5. Further Representations and Warranties: Sand acknowledges that this is a full time position and represents that he will perform all his duties and functions herein in a timely, competent and professional manner. Sand represents and warrants that he will be fair in his dealing with INGEN and INGEN NV and will not knowingly do anything against the interests of INGEN and INGEN NV.
6. Survival of Warranties and Representations: The parties hereto agree that all warranties and representations of the parties survive the closing of this transaction.

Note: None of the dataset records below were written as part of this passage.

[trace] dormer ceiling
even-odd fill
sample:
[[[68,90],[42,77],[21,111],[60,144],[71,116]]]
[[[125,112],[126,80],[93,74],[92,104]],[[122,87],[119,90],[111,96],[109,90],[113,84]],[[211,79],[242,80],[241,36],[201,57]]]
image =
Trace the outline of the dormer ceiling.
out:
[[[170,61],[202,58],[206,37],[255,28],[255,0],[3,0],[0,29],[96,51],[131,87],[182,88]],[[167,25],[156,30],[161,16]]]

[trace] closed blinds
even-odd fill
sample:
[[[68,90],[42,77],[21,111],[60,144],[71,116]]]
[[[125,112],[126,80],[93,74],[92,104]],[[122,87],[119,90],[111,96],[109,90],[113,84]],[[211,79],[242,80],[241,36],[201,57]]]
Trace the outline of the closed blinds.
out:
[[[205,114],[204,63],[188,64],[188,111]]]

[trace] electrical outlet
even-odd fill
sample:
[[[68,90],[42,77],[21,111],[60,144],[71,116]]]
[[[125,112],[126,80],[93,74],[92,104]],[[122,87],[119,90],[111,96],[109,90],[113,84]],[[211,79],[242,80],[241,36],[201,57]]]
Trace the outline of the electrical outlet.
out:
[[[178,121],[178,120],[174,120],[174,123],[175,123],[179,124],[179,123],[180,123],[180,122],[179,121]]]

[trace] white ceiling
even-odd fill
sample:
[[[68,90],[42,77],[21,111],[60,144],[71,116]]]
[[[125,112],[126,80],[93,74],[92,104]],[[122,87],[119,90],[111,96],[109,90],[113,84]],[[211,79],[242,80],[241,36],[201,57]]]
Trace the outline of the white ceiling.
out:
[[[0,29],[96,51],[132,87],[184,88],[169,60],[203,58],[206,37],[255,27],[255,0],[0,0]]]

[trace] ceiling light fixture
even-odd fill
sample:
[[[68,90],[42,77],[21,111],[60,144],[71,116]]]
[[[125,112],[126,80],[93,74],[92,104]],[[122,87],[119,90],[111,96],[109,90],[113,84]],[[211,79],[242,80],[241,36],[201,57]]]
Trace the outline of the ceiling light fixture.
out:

7. Termination: This agreement is expressly not “at will.” It can be terminated by INGEN only for cause, after reasonable notice and opportunity to correct any alleged deficiencies. Sand may request a hearing of the full Board of Directors to defend himself against any attempt of INGEN to terminate this Agreement. Any final determination of termination must be made by majority vote of the INGEN Board of Directors (after such a hearing, if requested). Sand must give at least 30 days notice if he intends to resign. Any compensation due Sand ends on the date his resignation is effective (stock entitlement shall not be prorated as long as Sand serves at least 90 days in this position).
8. Limitation of Personal Liability: Sand is entitled to all the protection provided by Georgia corporate law limiting the personal liability of management. In addition, the company adopts the conditions as contained in Georgia Code – Corporations and Partnerships – Title 14, Section 00-0-000 (xxxxx) and further agrees that the Indemnity provisions in III 2. below apply to any circumstance in which Sand were to be sued personally or a claim filed against him personally for his alleged acts and/or omissions resulting from the exercise of his duties provided for herein during the course of his employment hereunder.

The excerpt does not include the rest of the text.